Re: [RFC PATCH 0/10] Another Approach to Use PMEM as NUMA Node

From: Michal Hocko
Date: Thu Mar 28 2019 - 15:12:11 EST


On Thu 28-03-19 11:58:57, Yang Shi wrote:
>
>
> On 3/27/19 11:58 PM, Michal Hocko wrote:
> > On Wed 27-03-19 19:09:10, Yang Shi wrote:
> > > One question, when doing demote and promote we need define a path, for
> > > example, DRAM <-> PMEM (assume two tier memory). When determining what nodes
> > > are "DRAM" nodes, does it make sense to assume the nodes with both cpu and
> > > memory are DRAM nodes since PMEM nodes are typically cpuless nodes?
> > Do we really have to special case this for PMEM? Why cannot we simply go
> > in the zonelist order? In other words why cannot we use the same logic
> > for a larger NUMA machine and instead of swapping simply fallback to a
> > less contended NUMA node? It can be a regular DRAM, PMEM or whatever
> > other type of memory node.
>
> Thanks for the suggestion. It makes sense. However, if we don't specialize a
> pmem node, its fallback node may be a DRAM node, then the memory reclaim may
> move the inactive page to the DRAM node, it sounds not make too much sense
> since memory reclaim would prefer to move downwards (DRAM -> PMEM -> Disk).

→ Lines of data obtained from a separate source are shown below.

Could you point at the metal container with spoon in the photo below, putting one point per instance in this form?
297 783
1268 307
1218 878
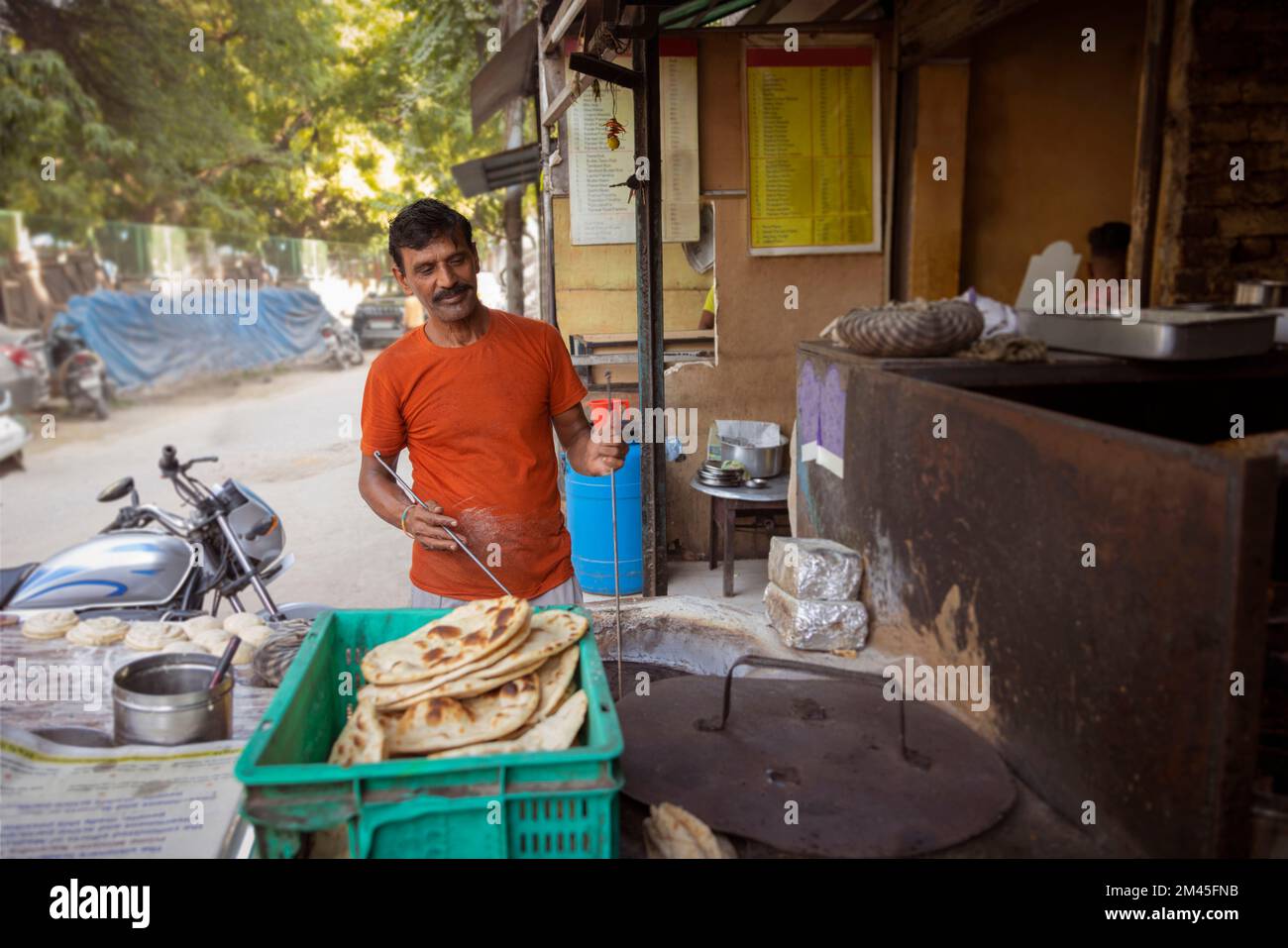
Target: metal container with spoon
760 463
167 699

There are certainly many details to sort out. One thing is how to handle
cpuless nodes (e.g. PMEM). Those shouldn't get any direct allocations
without an explicit binding, right? My first naive idea would be to only
migrate-on-reclaim only from the preferred node. We might need
additional heuristics but I wouldn't special case PMEM from other
cpuless NUMA nodes.
--
Michal Hocko
SUSE Labs